Senate Minority Leader Chuck Schumer (D-N.Y.) is seen in January...

Senate Minority Leader Chuck Schumer (D-N.Y.) is seen in January 2018. Credit: Jeff Bachner

Millions of dollars in federal funding and support to combat the opioid crisis on Long Island — including crucial overdose mapping technology — is in danger because of a Trump administration budget proposal, Sen. Chuck Schumer said Sunday night.

The High Intensity Drug Trafficking Areas, or HIDTA program, which is comprised of 28 regional task forces across the country that concentrate efforts on fentanyl and heroin, would be shifted from its current home in the Office of National Drug Control Policy to the Department of Justice — an estimated $340 million cost-cutting move.

Schumer (D-N.Y.), the Senate minority leader, said the move would “essentially mothball the HIDTA office” and create “needless bureaucracy and inefficiency” between localities and the federal government as Long Island struggles to contain the deadly opioid crisis.

“The proposal in the administration’s budget to shuffle the deck and bury the HIDTA office within the bowels of the Department of Justice, outside the direct purview of the White House, would be akin to putting Long Island law enforcement on hold when they make a call to the feds for real-time help,” Schumer said in a statement.

As many as 600 people in Nassau and Suffolk counties died of opioid overdoses in 2017, according to official projections, though the final numbers are still being tallied.

Since 2002, Long Island has received more than $2 million in HIDTA grant funding, officials said.

Schumer is planning a news conference on the proposal Monday at Nassau County Police headquarters in Mineola. Among Long Island officials expected to attend are Nassau County Executive Laura Curran, acting Nassau Police Commissioner Patrick Ryder, Nassau District Attorney Madeline Singas, Suffolk Police Commissioner-designee Geraldine Hart and Suffolk District Attorney Timothy Sini.

A representative for the Trump administration was not available for comment.

Last month, Ryder rolled out new real-time overdose mapping technology, called ODMAP, which was created by the HIDTA and allows police to track drug overdoses in real time, much as they do crimes, and place resources accordingly. Suffolk also uses ODMAP.

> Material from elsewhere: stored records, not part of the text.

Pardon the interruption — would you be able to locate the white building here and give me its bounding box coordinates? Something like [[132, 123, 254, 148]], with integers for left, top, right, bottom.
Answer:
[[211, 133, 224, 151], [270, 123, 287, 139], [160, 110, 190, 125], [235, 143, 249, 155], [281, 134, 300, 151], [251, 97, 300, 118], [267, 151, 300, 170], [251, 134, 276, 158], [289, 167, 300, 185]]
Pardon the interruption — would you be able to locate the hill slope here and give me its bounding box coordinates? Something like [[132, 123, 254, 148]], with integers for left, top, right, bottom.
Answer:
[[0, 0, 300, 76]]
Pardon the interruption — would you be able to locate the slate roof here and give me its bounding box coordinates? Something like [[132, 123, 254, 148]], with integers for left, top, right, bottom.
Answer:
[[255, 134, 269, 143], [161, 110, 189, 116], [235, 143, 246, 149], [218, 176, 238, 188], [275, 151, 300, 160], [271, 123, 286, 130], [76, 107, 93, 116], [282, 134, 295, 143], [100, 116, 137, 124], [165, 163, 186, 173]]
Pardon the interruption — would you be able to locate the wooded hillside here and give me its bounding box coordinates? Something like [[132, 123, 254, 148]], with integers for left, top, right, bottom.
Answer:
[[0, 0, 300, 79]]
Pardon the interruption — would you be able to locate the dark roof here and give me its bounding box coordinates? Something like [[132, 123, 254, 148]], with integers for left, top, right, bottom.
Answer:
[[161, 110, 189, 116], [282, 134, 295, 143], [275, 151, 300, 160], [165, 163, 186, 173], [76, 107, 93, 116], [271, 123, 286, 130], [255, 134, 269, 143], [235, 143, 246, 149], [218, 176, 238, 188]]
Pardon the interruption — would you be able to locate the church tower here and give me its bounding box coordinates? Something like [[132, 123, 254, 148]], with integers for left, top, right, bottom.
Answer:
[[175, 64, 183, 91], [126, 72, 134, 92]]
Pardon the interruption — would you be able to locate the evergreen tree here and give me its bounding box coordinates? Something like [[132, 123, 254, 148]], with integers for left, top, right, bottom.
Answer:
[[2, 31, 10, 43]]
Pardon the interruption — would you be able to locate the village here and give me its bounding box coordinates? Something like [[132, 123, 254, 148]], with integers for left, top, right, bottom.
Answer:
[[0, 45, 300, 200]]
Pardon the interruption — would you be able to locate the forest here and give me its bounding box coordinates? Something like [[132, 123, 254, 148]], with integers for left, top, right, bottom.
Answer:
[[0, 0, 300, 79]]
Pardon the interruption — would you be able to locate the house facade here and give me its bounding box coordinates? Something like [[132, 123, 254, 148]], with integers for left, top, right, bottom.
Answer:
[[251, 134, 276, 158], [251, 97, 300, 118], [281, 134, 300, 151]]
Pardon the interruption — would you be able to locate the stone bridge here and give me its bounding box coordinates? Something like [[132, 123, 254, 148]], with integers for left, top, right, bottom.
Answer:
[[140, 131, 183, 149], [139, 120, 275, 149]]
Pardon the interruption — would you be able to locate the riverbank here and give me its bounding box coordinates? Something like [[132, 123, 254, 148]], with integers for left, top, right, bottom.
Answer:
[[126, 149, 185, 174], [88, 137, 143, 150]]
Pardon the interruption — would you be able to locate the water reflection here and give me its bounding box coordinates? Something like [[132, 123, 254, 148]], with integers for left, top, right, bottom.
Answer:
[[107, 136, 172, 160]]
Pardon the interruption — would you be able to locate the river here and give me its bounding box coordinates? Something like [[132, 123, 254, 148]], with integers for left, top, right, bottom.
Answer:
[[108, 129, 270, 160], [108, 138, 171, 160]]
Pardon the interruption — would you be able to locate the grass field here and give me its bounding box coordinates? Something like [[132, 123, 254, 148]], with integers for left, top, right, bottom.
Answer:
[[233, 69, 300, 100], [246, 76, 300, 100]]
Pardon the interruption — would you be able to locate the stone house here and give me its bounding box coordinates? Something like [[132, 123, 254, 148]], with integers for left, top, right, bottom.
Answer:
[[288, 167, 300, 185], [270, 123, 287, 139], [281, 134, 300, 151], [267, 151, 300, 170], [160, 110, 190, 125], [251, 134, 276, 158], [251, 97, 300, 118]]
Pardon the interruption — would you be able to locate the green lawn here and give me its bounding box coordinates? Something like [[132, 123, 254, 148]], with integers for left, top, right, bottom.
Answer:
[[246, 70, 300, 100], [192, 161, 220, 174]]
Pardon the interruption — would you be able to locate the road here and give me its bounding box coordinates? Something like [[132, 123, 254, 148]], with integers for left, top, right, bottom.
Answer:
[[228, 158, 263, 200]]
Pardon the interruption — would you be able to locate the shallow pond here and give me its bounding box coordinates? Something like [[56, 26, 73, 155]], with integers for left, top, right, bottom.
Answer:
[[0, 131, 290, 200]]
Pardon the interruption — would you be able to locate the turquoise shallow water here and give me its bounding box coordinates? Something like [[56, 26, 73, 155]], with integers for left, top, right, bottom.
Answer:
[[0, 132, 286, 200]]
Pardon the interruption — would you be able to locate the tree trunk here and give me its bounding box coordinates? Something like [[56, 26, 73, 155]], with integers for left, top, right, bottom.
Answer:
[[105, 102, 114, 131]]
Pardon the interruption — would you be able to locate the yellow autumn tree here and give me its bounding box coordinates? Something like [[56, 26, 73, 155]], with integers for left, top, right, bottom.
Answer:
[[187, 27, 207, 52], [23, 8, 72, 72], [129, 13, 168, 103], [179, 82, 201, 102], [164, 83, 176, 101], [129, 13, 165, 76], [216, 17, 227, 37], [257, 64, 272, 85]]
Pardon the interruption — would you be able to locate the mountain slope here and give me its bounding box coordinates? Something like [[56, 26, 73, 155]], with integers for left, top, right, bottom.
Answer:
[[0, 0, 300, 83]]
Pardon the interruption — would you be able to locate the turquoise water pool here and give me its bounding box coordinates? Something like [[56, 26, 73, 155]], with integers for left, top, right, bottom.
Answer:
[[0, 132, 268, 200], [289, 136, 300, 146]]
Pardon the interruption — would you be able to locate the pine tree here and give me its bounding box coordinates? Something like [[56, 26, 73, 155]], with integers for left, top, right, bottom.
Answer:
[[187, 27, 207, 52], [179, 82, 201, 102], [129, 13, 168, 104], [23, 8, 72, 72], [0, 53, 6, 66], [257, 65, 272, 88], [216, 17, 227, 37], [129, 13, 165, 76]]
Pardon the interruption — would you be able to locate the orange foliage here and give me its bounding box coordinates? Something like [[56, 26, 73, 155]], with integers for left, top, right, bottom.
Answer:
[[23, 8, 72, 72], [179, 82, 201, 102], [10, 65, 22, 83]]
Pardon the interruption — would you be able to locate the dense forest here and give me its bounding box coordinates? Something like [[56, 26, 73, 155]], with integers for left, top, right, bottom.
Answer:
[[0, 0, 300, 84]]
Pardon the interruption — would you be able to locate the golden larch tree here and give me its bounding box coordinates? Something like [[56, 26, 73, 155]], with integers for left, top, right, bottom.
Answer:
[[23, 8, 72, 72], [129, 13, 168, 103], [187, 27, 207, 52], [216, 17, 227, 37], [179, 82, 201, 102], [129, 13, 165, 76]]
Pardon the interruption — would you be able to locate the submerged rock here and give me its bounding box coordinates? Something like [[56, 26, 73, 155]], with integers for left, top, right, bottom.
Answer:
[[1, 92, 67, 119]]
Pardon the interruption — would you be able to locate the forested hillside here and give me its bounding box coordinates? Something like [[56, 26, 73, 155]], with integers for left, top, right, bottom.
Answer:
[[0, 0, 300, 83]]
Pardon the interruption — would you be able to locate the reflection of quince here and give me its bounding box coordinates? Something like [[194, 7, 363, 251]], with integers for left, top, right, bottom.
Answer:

The mapping system sends alerts to police narcotics investigators and top brass if there are at least three overdoses in a one- to two-mile radius within a 24-hour period, which could indicate whether a drug dealer sold an especially deadly batch of heroin in the area.

“Right now, the HIDTA funds Long Island receives are administered directly by the Office of National Drug Control — a direct extension of the White House,” Schumer said.

“This allows Long Island law enforcement to essentially circumvent DC bureaucracy in their efforts to choke off trafficking and combat the opioid war. Dismembering this office, for whatever the reason may be, will undermine Long Island law enforcement’s ability to push a coordinated enforcement strategy, and we just can’t let that happen.”